From there, the Heat had two options.
Option No. 1: Blow everything up. Let Chris Bosh walk to the Houston Rockets. This plan would still involve re-signing Dwyane Wade and Udonis Haslem because they're franchise icons, but the Heat's focus would be on signing up-and-coming young players rather than aging veterans. Also, maintaining financial flexibility with the hope of landing a premier free agent in 2015 and 2016 is crucial.
Option No. 2: Still try to contend. Re-sign Bosh, as well as Wade and Haslem, and try to sign veterans in an attempt to still be a solid team in the Eastern Conference.
By re-signing Bosh for the five-year maximum deal worth $118 million, per Yahoo Sports' Adrian Wojnarowski, hours after James left, Pat Riley and Co. clearly chose Option No. 2.
One could make the case that it's the wrong decision because regardless of who Miami signs this summer, its chances of competing for a title went out the door when James ended his Heat career. Miami might be better off just starting over and playing for the future.
Still, that's irrelevant right now. The Heat signed Bosh and are working on re-signing Wade, according to Wojnarowski, so they must follow through with the rest of the plan and pursue some top veteran free agents.
While the Bosh and Wade contracts will likely put them out of contention for Carmelo Anthony, there remain some highly skilled guys out there whom Miami should be able to afford.
Here are who the Heat's top two targets should be to replace LeBron.
Trevor Ariza, SF
Trevor Ariza would represent an outstanding pickup for the Heat.
The 29-year-old is coming off a career season with the Washington Wizards, as he averaged 14.4 points (45.6 percent shooting from the floor and 40.7 percent shooting from beyond the arc), 6.2 rebounds and 2.5 assists per game last season.
While Miami is unlikely to be a dominant three-point shooting team like it was when LeBron was creating open looks for teammates, the outside shot will still be valued in Erik Spoelstra's offense, and the fact that Ariza excels from downtown is a big weapon.
Ariza is also regarded as one of the better wing defenders in the entire league and would be a solid fit in Spoelstra's aggressive defensive scheme.
With Bosh likely taking over as the Heat's primary offensive option, Ariza fits in as a capable scorer, yet he's not going to dominate the ball.
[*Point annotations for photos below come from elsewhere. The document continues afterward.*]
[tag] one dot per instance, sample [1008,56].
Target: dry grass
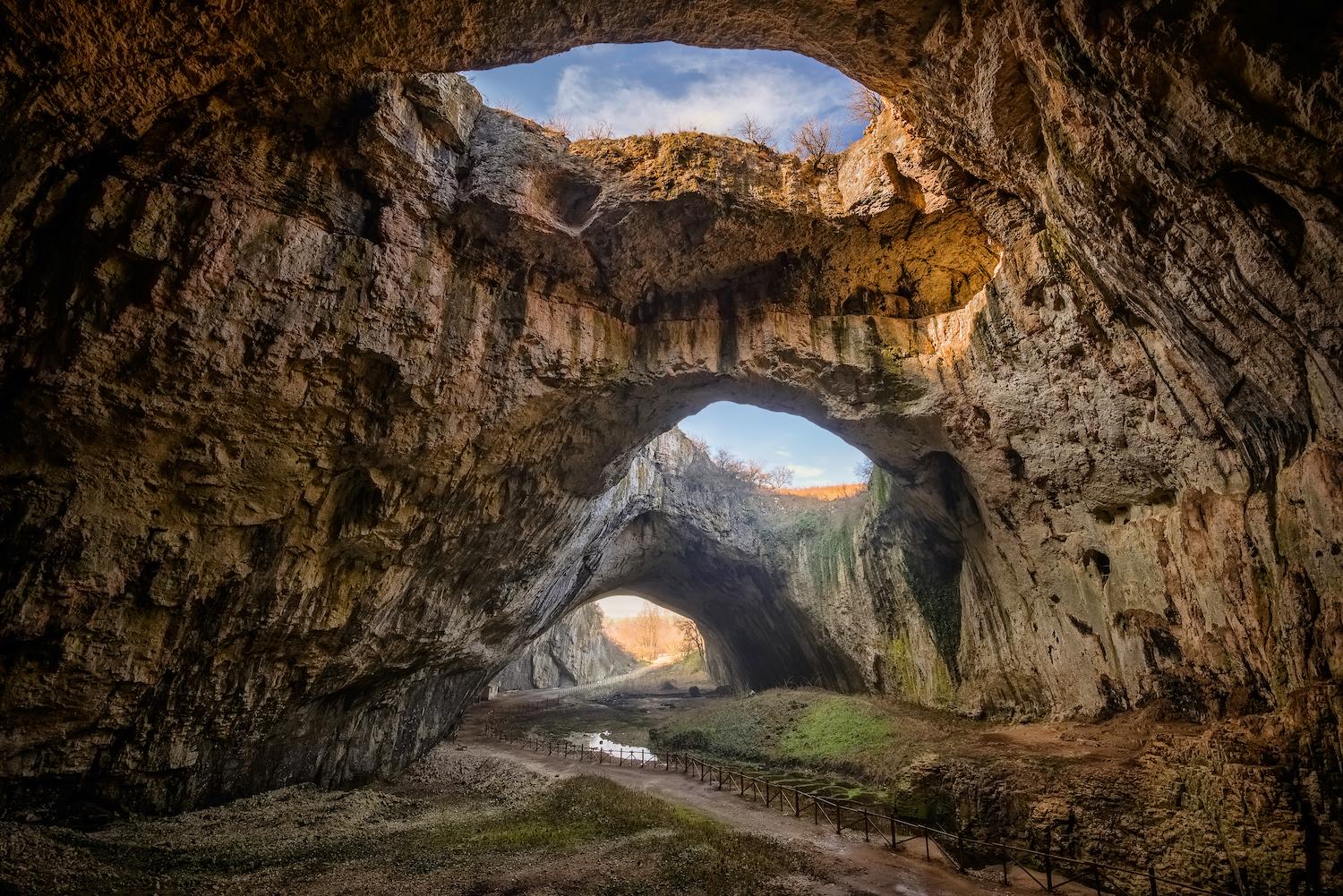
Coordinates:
[827,492]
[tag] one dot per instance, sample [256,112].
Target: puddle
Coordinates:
[602,740]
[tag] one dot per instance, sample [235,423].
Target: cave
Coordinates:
[329,388]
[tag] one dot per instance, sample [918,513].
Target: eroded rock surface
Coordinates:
[324,381]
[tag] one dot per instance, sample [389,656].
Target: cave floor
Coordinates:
[1131,790]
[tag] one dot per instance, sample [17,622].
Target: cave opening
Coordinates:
[773,98]
[618,637]
[332,387]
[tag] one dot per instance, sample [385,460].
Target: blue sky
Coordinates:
[669,86]
[816,456]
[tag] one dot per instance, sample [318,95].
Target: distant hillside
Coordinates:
[827,492]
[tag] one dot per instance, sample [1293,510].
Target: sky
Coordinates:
[669,86]
[816,456]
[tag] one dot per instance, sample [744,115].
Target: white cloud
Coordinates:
[712,94]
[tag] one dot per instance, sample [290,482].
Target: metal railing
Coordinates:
[1047,868]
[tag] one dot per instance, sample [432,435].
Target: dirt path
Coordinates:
[853,863]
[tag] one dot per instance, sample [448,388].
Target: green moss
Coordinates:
[835,729]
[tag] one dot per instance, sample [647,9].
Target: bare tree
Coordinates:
[811,141]
[598,131]
[690,638]
[752,131]
[560,126]
[649,627]
[864,105]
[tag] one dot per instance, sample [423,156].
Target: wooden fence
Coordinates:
[1044,866]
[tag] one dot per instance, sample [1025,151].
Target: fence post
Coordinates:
[1049,861]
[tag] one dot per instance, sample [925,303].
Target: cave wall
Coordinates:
[575,652]
[322,380]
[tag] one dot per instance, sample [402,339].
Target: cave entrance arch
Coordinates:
[722,552]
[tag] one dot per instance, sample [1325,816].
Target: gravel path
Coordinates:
[854,864]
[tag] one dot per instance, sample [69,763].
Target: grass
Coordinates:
[583,836]
[808,727]
[835,729]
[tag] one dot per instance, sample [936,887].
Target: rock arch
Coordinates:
[325,380]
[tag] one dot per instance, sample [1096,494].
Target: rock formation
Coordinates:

Ariza doesn't need to be a focal point of the offense to have success; in fact, the opposite is the case.
A starting lineup of Shabazz Napier/Mario Chalmers/Norris Cole, Wade, Ariza, Josh McRoberts and Bosh is likely strong enough to win a round or two in the postseason.
Luol Deng, SF
It was widely reported, as Bleacher Report's Ethan Skolnick tweeted following the news about Bosh, that the Heat are going after Luol Deng. It's not hard to see why that's the case.
Deng is similar to Ariza in many respects. He can find ways to put up solid numbers without having to be "the man."
He averaged 16.0 points (43.1 percent shooting from the floor and 30.2 percent shooting from three), 5.7 rebounds and 2.9 assists per game last season with the Chicago Bulls and Cleveland Cavaliers.
There's something to be desired in terms of efficiency, but if Miami's looking to retain its win-now approach, he's one of the safer options because of his all-around game.
Deng is another skilled wing defender, and his hard work on that end was key for Tom Thibodeau's defense in Chicago.
The forward can also play a lot on a nightly basis. Before last season, he averaged more than 38 minutes per game in three straight seasons. That certainly has value, as it's obviously better to have your top guys out on the floor for as long as possible.
While that could also mean Deng's body might wear down quicker than most players, he's still just 29, so Miami wouldn't have to worry about that for another two years or so. And, as we've talked about, Riley and Co. seem more focused on now rather than the future anyway.
It's going to be impossible for the Heat to truly replace LeBron James, but Deng and Ariza are two guys who can at least soften the blow of The King's departure.